Anyway, this movie rules, and as our own leading man Matt Walsh always says: Ad astra!
Hulu, rated TV-14, 45 minutes, four seasons (and a movie)
I’m ashamed to say I had never watched “Veronica Mars” before two weeks ago, and only vaguely knew of its existence thanks to online discussion and this one (very good) Motion City Soundtrack song. But thanks to hype around Season 4, which just dropped on Hulu, I started watching from the beginning.

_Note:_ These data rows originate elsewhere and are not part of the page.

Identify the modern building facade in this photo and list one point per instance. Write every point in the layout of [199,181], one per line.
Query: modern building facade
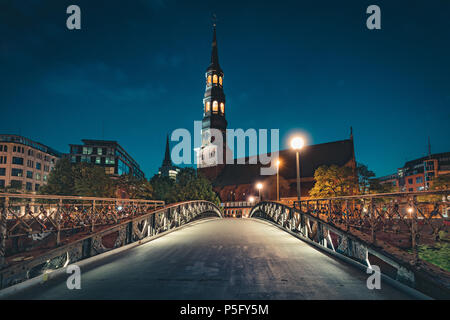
[25,164]
[105,153]
[236,182]
[418,174]
[167,168]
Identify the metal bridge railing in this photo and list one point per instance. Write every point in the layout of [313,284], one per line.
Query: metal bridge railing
[25,218]
[418,216]
[384,230]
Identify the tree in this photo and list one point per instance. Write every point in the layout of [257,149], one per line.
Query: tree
[333,181]
[82,179]
[92,181]
[161,187]
[129,186]
[375,186]
[189,185]
[60,180]
[364,178]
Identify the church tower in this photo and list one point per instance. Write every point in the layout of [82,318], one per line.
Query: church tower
[212,153]
[167,168]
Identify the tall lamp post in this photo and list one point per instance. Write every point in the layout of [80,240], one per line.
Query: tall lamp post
[259,187]
[297,143]
[278,180]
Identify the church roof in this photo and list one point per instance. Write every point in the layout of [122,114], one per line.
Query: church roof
[311,157]
[214,55]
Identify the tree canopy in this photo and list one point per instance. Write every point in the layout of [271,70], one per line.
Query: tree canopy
[189,185]
[333,181]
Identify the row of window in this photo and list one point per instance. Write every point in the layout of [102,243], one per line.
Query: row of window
[214,79]
[19,173]
[17,184]
[215,107]
[20,149]
[19,161]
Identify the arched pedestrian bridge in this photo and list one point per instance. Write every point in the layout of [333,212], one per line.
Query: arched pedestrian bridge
[212,258]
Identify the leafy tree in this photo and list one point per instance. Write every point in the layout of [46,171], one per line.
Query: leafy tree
[333,181]
[188,186]
[364,178]
[161,187]
[82,179]
[92,181]
[376,187]
[132,187]
[61,180]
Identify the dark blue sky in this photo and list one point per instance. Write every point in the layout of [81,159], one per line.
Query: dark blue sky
[138,67]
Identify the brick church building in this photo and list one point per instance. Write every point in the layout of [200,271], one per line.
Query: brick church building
[237,182]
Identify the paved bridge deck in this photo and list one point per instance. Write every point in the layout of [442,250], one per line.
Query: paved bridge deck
[219,259]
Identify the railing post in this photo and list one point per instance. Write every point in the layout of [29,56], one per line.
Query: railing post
[3,230]
[93,216]
[372,223]
[58,223]
[414,231]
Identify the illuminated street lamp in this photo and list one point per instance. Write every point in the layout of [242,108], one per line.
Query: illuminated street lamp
[297,143]
[259,187]
[278,180]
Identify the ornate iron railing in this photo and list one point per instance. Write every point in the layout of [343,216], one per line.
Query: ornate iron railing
[379,229]
[419,216]
[25,219]
[44,233]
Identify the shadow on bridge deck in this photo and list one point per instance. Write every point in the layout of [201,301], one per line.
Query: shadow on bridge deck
[218,259]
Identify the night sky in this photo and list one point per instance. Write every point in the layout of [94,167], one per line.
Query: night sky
[138,68]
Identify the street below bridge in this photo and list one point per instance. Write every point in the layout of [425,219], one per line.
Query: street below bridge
[218,259]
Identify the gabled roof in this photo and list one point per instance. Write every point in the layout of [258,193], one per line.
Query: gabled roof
[311,157]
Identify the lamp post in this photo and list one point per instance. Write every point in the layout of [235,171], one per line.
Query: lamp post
[278,180]
[259,187]
[297,143]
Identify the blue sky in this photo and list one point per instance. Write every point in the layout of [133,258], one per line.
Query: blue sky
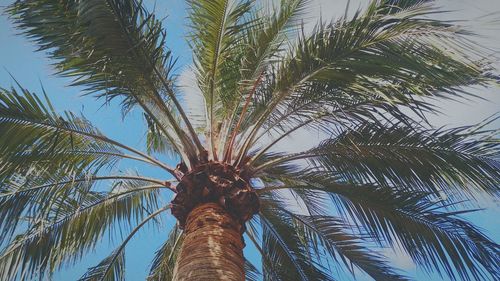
[31,69]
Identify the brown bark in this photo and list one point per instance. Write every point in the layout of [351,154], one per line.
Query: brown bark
[212,248]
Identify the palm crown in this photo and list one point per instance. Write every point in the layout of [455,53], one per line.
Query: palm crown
[379,178]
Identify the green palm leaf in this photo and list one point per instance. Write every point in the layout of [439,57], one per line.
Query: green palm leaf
[436,238]
[112,268]
[162,267]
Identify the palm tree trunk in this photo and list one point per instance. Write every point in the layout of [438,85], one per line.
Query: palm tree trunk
[212,247]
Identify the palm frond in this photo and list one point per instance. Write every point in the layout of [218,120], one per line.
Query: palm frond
[251,272]
[435,238]
[216,27]
[375,59]
[326,240]
[162,267]
[459,162]
[68,227]
[284,247]
[35,133]
[113,48]
[112,268]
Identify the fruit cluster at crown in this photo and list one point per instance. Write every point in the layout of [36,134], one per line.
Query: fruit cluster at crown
[218,183]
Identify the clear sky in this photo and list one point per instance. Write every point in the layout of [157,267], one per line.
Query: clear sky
[31,69]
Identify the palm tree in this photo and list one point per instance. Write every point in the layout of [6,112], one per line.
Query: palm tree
[382,177]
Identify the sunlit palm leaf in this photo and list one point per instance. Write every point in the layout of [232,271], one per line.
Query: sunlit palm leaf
[327,240]
[376,59]
[112,268]
[435,238]
[112,48]
[456,161]
[162,267]
[70,227]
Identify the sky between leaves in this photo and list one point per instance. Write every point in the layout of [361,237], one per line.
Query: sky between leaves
[32,70]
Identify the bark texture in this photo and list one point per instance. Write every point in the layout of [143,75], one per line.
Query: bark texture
[212,248]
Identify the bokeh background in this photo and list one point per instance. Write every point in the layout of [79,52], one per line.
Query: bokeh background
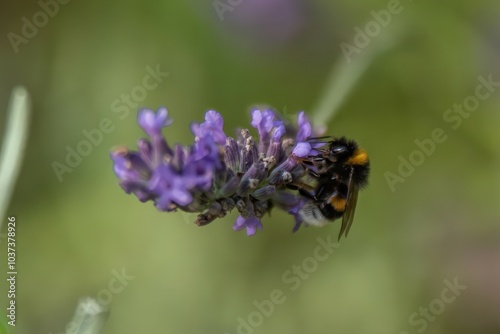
[441,223]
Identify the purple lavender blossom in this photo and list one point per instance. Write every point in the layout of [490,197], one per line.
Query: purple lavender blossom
[217,173]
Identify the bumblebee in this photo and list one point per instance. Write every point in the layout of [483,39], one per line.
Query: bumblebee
[340,169]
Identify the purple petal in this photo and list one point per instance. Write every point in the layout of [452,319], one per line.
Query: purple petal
[251,224]
[213,127]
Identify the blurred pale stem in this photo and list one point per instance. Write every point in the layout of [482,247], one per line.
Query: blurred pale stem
[11,155]
[343,77]
[90,317]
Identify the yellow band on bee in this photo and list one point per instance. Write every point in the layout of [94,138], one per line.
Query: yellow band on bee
[360,157]
[338,203]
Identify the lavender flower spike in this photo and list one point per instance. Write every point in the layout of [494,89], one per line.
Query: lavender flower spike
[217,173]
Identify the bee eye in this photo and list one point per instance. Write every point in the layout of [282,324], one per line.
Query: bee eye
[338,150]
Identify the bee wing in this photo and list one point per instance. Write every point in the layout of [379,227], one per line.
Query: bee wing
[318,139]
[352,200]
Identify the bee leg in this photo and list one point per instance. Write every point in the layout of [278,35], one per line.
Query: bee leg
[304,189]
[307,194]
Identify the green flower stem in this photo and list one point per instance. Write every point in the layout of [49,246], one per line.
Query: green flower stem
[16,135]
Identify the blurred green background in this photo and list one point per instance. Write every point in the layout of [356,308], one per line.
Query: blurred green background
[441,223]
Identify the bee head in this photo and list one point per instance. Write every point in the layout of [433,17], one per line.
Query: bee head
[342,149]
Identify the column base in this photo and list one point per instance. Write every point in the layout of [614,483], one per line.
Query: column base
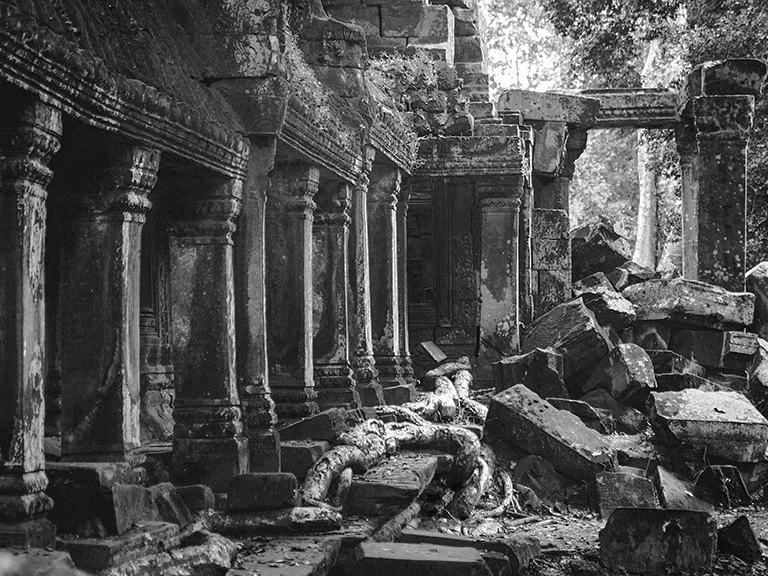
[209,461]
[37,533]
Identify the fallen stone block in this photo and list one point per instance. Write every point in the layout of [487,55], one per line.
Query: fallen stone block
[391,485]
[722,486]
[652,334]
[715,349]
[691,302]
[523,419]
[596,247]
[387,558]
[628,420]
[757,284]
[610,309]
[628,274]
[624,489]
[669,362]
[725,422]
[738,539]
[572,330]
[648,541]
[262,491]
[675,492]
[595,418]
[540,370]
[627,373]
[298,456]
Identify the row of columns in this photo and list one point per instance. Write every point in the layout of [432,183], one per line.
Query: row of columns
[321,317]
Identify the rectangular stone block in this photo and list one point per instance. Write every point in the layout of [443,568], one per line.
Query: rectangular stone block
[391,485]
[264,491]
[523,419]
[725,422]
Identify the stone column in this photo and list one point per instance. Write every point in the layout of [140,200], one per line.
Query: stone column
[209,446]
[360,335]
[30,142]
[685,136]
[290,213]
[402,281]
[330,278]
[499,202]
[722,124]
[385,314]
[251,320]
[99,305]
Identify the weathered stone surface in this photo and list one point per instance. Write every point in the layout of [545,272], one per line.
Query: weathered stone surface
[572,330]
[391,485]
[540,370]
[610,309]
[628,274]
[599,420]
[264,491]
[722,486]
[624,489]
[298,456]
[628,420]
[643,541]
[725,422]
[669,362]
[716,349]
[596,247]
[386,558]
[691,302]
[523,419]
[627,373]
[738,539]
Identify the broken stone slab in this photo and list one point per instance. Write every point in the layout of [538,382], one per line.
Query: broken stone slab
[298,456]
[595,418]
[596,247]
[391,485]
[522,418]
[540,370]
[387,558]
[96,554]
[262,491]
[675,492]
[628,274]
[611,309]
[715,349]
[725,422]
[628,420]
[722,486]
[669,362]
[692,303]
[739,539]
[517,549]
[572,330]
[624,489]
[627,373]
[650,541]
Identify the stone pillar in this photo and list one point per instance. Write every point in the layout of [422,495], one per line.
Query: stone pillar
[385,314]
[99,305]
[209,446]
[30,142]
[330,278]
[499,202]
[360,335]
[722,124]
[251,320]
[685,136]
[402,281]
[290,213]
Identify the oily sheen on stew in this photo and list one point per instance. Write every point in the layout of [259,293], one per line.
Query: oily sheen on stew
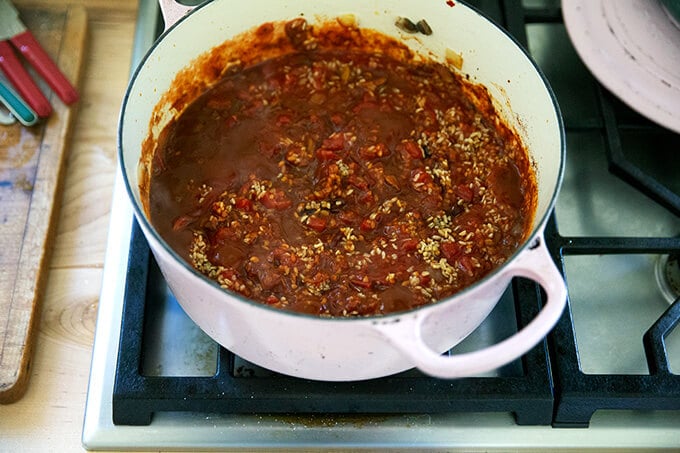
[339,179]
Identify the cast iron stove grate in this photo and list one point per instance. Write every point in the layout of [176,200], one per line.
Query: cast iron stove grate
[579,394]
[136,397]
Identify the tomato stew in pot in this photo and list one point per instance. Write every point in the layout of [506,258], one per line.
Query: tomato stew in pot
[339,178]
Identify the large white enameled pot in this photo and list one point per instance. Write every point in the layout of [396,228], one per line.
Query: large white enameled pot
[355,349]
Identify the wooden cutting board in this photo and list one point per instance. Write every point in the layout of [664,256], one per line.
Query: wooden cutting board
[32,163]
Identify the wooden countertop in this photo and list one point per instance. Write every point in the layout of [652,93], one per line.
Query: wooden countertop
[49,417]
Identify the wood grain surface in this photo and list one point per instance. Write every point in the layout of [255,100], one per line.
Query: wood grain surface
[31,175]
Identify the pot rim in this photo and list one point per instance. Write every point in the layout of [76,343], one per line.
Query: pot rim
[536,232]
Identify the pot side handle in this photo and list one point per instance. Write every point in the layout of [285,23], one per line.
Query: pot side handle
[173,11]
[534,263]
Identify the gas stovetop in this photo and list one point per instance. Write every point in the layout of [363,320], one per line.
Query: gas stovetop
[606,377]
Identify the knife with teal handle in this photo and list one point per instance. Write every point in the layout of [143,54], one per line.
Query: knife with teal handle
[18,108]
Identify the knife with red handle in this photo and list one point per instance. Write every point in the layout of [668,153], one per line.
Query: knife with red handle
[13,31]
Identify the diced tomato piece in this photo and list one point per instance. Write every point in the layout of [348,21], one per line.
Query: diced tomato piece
[465,192]
[182,222]
[409,244]
[374,151]
[244,204]
[451,251]
[275,199]
[411,148]
[420,179]
[326,154]
[366,198]
[466,265]
[317,223]
[283,119]
[358,182]
[336,141]
[368,225]
[361,281]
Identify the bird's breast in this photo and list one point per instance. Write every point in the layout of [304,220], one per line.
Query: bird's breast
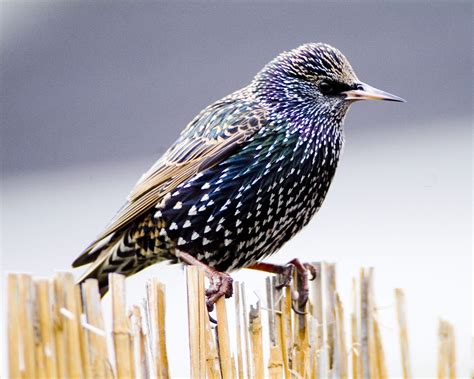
[235,213]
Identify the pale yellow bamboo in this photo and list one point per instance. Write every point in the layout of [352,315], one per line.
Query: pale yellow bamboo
[46,332]
[284,331]
[442,350]
[381,365]
[275,364]
[330,310]
[96,333]
[452,352]
[72,323]
[139,342]
[374,368]
[13,327]
[403,332]
[238,331]
[196,319]
[340,339]
[317,315]
[223,338]
[212,358]
[156,302]
[60,332]
[83,338]
[355,347]
[26,320]
[120,327]
[301,342]
[255,329]
[364,325]
[40,358]
[248,360]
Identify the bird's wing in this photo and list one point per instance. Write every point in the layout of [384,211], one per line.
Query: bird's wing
[211,137]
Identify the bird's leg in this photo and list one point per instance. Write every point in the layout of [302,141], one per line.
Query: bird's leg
[286,273]
[221,282]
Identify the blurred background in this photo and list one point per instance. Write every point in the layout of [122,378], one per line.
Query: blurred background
[92,93]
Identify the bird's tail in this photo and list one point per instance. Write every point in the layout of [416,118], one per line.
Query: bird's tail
[118,255]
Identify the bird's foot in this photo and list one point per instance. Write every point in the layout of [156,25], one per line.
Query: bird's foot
[286,272]
[221,285]
[221,282]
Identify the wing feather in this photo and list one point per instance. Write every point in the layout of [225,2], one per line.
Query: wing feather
[211,137]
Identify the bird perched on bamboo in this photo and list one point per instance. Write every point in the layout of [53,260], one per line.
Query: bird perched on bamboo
[244,176]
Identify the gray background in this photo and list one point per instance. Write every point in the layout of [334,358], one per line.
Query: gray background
[93,93]
[85,83]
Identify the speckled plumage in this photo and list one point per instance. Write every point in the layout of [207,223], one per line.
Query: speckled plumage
[244,176]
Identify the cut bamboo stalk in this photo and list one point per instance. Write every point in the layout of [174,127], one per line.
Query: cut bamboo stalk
[284,332]
[139,348]
[248,361]
[330,311]
[364,324]
[40,359]
[43,293]
[302,347]
[223,338]
[381,366]
[288,329]
[83,340]
[212,358]
[120,328]
[196,318]
[403,332]
[255,329]
[321,303]
[156,302]
[374,372]
[452,352]
[238,331]
[446,351]
[96,330]
[72,325]
[275,364]
[442,350]
[340,339]
[14,336]
[60,334]
[355,347]
[26,320]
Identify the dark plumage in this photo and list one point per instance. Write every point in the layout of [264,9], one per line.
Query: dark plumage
[244,176]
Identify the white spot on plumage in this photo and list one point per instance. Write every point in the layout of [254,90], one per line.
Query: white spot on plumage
[187,224]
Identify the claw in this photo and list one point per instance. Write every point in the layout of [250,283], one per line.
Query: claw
[221,285]
[297,311]
[312,270]
[286,276]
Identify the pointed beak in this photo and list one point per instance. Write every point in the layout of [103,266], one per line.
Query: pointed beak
[366,92]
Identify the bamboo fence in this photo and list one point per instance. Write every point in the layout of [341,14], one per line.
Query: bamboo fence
[56,329]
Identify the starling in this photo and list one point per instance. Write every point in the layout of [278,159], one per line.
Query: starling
[245,175]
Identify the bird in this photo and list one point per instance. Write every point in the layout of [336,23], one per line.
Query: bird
[243,177]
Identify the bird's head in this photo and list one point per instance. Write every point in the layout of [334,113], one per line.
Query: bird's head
[314,79]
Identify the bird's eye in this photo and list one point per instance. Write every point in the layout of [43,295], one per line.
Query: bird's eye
[331,87]
[325,87]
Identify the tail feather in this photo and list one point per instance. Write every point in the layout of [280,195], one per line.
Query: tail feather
[118,255]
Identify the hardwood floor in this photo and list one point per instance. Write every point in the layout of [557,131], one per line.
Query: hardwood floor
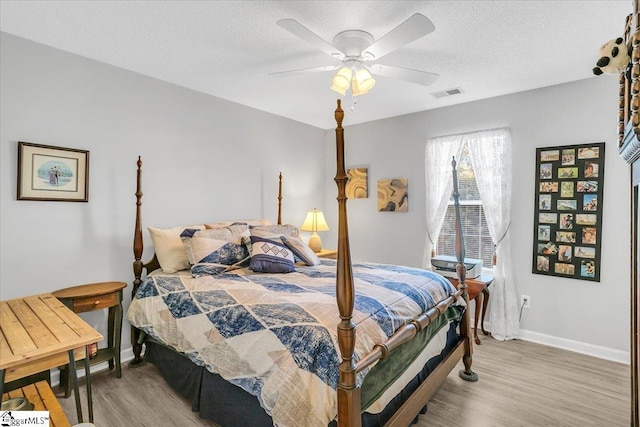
[521,384]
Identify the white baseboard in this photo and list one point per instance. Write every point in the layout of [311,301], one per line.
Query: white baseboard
[577,346]
[125,356]
[537,337]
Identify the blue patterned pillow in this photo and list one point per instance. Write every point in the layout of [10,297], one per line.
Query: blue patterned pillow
[218,250]
[270,255]
[301,250]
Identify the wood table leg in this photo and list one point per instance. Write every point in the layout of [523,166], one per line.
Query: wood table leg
[478,299]
[76,389]
[485,303]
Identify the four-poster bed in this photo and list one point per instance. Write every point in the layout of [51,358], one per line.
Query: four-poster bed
[408,325]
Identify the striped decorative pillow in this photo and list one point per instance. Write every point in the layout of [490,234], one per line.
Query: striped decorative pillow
[270,255]
[217,250]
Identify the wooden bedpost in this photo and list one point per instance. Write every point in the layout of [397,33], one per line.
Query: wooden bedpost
[138,246]
[465,329]
[280,199]
[348,393]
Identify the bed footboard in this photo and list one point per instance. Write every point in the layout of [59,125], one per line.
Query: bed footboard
[349,401]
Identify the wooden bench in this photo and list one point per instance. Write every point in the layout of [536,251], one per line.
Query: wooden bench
[43,399]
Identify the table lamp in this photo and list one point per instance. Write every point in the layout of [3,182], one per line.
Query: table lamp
[315,222]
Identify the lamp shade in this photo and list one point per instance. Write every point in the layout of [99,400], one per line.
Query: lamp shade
[314,221]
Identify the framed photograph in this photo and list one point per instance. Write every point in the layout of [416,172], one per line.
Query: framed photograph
[393,195]
[357,186]
[51,173]
[568,216]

Well, guess what: It slaps.
In case you are also unaware, “Veronica Mars” follows its titular character (Kristen Bell) as she works with her private detective father, Keith Mars (Enrico Colantoni), to solve the murder of Lily Kane (Amanda Seyfried), Veronica’s best friend and the sister of Veronica’s now-former boyfriend Duncan Kane (Teddy Dunn). That case — and its many off-shooting tendrils — is the overarching story of season one, but there is also a “case of the week” each episode, which varies in terms of tone. Sometimes, Veronica is figuring out who stole Neptune High’s parrot mascot, Polly, and other times she’s investigating whether a teacher had a sexual relationship with one of his students, or finding a missing neighbor who had been fighting with her live-in boyfriend.
There are a lot of elements of the show that seem like direct influences of more recent shows like “Riverdale,” most prominently being unafraid of going to heavy places. In the first episode, Veronica tells the audience that she was drugged and sexually assaulted at a party for rich kids (the 09ers, in reference to the zip code representing the 1% in the show’s fictionalized Neptune, Calif.) by an unknown assailant. People may — or may not — commit suicide. A kid meets his transgendered mother for the first time and reacts poorly.
There’s also a lot of casual racism thrown around, which shocked me at first before I realized it was an accurate portrayal of high school kids, especially in the early aughts. It doesn’t condone it; it’s just being realistic.
Some of the camera work is ... interesting, in ways that don’t completely work today, but I respect the show for taking those risks. The soundtrack is filled with indie rock/pop bangers from yesteryear, including an oddly-specific reference to The Postal Service that I appreciated nonetheless.
Some of the teen acting isn’t great, either, but Bell reminds you that she was destined to be a huge star, and the show gets some wild guest stars that make each episode a treat. I can’t speak to the quality of seasons two, three or four, or the movie, but season one is good enough to keep me watching the whole thing. It’s right in my wheelhouse. If you, too, like a Bildungsroman centered around mysteries, absolutely give “Veronica Mars” a shot.
Neil Armstrong (Ryan Gosling), on why space exploration is important, from “First Man”:
“I had a few opportunities in the X-15 to observe the atmosphere. It was so thin, such a small part of the Earth that you could barely see it at all. And when you're down here in the crowd and you look up, it looks pretty big and you don't think about it too much. But when you get a different vantage point it changes your perspective.
“I don't know what space exploration will uncover, but I don't think it'll be exploration just for the sake of exploration. I think it'll be more the fact that it allows us to see things that maybe we should have seen a long time ago, but haven't been able to until now.”